[Gluster-devel] short summary of issues experienced in testing

Matt Drew matt.drew at gmail.com
Sun Jan 27 14:04:35 UTC 2008


I apologize in advance for this - it's not complete and I can't go
back easily and test for the specific issues that I've run across, as
we're moving fast and trying to get things stable to go into
production.  I'll summarize issues that I saw and dealt with as best I
can, in the hope that it'll be useful.  I retained two sets of
configuration files, one for the single server setup and one for the
dual-server setup, see the end of the mail.

The performance issue (see previous thread) is present in all versions
- I'm now pretty convinced that it's not a glusterfs issue directly,
but rather some interaction between Apache/PHP and glusterfs/fuse - so
set that aside for now.

Patch 628, fuse 2.7.2glfs8, one server with two bricks, two clients
running unify (glusterfs-server.vol, glusterfs-client-old.vol)

1) Namespace showing files with sizes on the local disk.  This
occurred on files that we wrote to the glusterfs mount on the client.
The namespace did *not* show filesystem space used when I checked it
with "du -sh", but when I attempted to copy the files out from under
the glusterfs namespace on the server, the whole file was copied (more
on this in a second).  In other words, these files in the namespace
were acting similar to hard links.

>From what I understand, this problem has shown up before, but wasn't
reproduceable, so I missed this opportunity for troubleshooting.

Patch 628, fuse 2.7.2glfs8, two servers with two bricks, two clients
running afr'd namespace and afr/unify on the bricks
(glusterfs-server.vol, glusterfs-client.vol)
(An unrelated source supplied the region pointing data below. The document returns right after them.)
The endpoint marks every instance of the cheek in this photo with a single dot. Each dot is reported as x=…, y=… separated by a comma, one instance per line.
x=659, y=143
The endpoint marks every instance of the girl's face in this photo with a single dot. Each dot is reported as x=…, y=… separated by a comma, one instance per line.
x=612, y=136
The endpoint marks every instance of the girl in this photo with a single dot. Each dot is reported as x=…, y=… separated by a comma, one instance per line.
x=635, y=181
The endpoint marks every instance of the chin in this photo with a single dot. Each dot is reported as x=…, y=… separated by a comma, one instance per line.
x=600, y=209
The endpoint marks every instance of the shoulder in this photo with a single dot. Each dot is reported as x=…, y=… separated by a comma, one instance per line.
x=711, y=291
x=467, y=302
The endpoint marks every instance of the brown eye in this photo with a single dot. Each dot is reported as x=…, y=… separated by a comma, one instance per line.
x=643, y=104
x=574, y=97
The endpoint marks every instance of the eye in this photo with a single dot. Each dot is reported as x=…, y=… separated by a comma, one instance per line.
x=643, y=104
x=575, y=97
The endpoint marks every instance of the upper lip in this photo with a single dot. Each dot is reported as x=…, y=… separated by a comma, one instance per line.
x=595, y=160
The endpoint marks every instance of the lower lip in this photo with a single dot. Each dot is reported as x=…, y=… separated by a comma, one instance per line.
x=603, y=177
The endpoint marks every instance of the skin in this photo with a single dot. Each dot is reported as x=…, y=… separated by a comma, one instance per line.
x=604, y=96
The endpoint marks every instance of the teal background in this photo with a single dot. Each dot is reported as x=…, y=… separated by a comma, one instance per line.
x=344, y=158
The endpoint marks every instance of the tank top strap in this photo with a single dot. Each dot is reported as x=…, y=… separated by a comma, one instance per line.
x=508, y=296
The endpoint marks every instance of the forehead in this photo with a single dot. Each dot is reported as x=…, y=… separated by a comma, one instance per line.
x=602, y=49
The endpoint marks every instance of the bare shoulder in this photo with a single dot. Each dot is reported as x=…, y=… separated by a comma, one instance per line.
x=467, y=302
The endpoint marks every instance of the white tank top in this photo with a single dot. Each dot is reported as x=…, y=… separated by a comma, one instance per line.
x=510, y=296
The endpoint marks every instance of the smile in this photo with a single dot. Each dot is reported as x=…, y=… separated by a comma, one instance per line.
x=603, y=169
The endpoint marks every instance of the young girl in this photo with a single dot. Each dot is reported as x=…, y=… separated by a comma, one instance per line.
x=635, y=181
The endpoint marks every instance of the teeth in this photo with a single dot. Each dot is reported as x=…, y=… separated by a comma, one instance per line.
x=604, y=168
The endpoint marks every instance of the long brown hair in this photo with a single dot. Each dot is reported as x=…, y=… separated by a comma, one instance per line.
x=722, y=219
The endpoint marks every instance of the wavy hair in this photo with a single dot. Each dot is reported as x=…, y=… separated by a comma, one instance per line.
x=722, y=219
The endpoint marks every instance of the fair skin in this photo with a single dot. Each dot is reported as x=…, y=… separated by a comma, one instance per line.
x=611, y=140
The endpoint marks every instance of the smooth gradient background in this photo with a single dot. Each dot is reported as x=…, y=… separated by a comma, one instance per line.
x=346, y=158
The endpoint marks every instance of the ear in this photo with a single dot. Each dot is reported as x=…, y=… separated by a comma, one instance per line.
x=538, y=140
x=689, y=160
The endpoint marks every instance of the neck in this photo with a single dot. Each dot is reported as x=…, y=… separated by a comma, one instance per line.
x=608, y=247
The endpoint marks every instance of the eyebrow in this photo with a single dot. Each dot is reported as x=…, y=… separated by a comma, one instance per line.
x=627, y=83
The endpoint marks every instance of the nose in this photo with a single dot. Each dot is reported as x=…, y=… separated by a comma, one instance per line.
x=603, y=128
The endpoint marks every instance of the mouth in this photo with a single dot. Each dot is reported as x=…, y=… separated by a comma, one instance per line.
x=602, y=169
2) When I first set this up, I attempted to add the second server to
the first, with the plan being to add afr and then run the find
command in the documentation to trigger the afr self-heal.  This
turned out to be impossible, because when I added the namespace mounts
(one blank, one full)  to the namespace afr volume, namespace
essentially stopped working.  I could mount the share, and access any
file directly by name, but I couldn't list the directories nor could I
run the find command to trigger the afr.  Once a file or directory was
accessed, it would show up in the namespace.  I ended up pulling
directory listings from underneath the working namespace, and running
"head -c 1" on all those files one at a time to get the namespace to
come back.  This partially worked, in that I was able to get the mount
into a useable state, but it was not fully functional.

3) I know it wasn't fully functional because I then tried to wipe out
the mount via the client using "rm -rf *".  This failed in a number of
interesting ways.  One was a client deadlock - everything still
running, but any attempt to access the mount resulted in a hung
process (I was able to recover from this by terminating any process
with an open file on the mount, then unmounting and remounting).
There were also files that were apparently in the namespace, but not
present (or accessible?) via the mount - I didn't get a chance to get
a good look at this.

Patch 640, fuse 2.7.2glfs8, two servers, two clients running afr/unify
(glusterfs-test.vol, glusterfs-test-client.vol)

4) I upgraded to 640 to avoid the "always writes files with the group
as root" issue, which I checked for after seeing it on the mailing
list and found was occurring on our mount.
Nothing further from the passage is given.